Some of those questions are about security
in the fee market. Some of those
questions are about decentralization and the
viability of running nodes. Some of those
questions are cultural questions of legitimate
versus illegitimate uses of the blockchain.
It is, in short,
extremely interesting, and what I'm going to
try to do today is give you the primer
and the broad strokes of these various
debates. Now, inevitably, there
is going to be too much for one show, but we'll do
the best we can. So let's start
with what the hell we're talking about. On January 20th, Bitcoin developer Casey Rodimer tweeted,
Inscriptions are finally ready for Bitcoin Mainnet. Inscriptions are like NFTs but are true digital
artifacts, decentralized, immutable, always on chain, and native to Bitcoin. He expanded upon this
in a blog post, writing, inscriptions are digital artifacts native to the Bitcoin blockchain.
They are created by inscribing sats with content using ORD or ORD and can be viewed with the Ordinals
explorer. They do not require a separate token, a side chain, or changing Bitcoin.
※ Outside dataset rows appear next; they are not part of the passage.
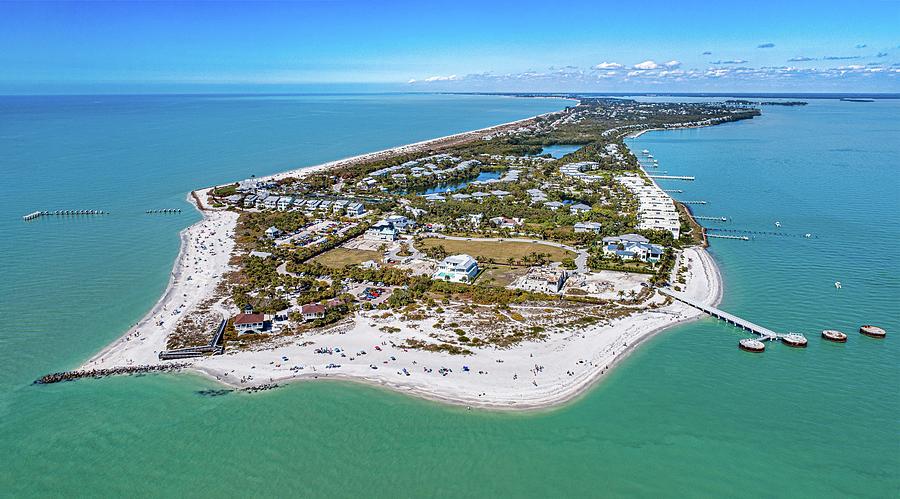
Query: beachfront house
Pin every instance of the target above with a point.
(632, 247)
(588, 227)
(457, 268)
(543, 280)
(382, 231)
(273, 232)
(249, 323)
(312, 311)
Incriptions are created by including content like an image, text, SVG, or HTML in an inscription
transaction. The content is included in the transaction witness, which normally contain signatures
and other data proving that a transaction is authorized. When mined, the inscription is made on the
first SAT of the first output of the transaction, permanently and inexorably marking it,
distinguishing it from its fellows. It is no longer just a SAT. It is an intertwined component
of the long and confusing tale that is human art and culture. Inscriptions are digital artifacts,
and digital artifacts are NFTs, but not all NFTs are digital artifacts. Digital artifacts are
NFTs held to a higher standard, closer to their ideal. For an NFT to be a digital artifact,
it must be decentralized, immutable, on-chain, and unrestricted. The vast majority of NFTs are not
digital artifacts. Their content is stored off-chain and can be lost. They are on centralized
chains, and they have backdoor admin keys. What's worse, because they are smart contracts,
they must be audited on a case-by-case basis to determine their properties.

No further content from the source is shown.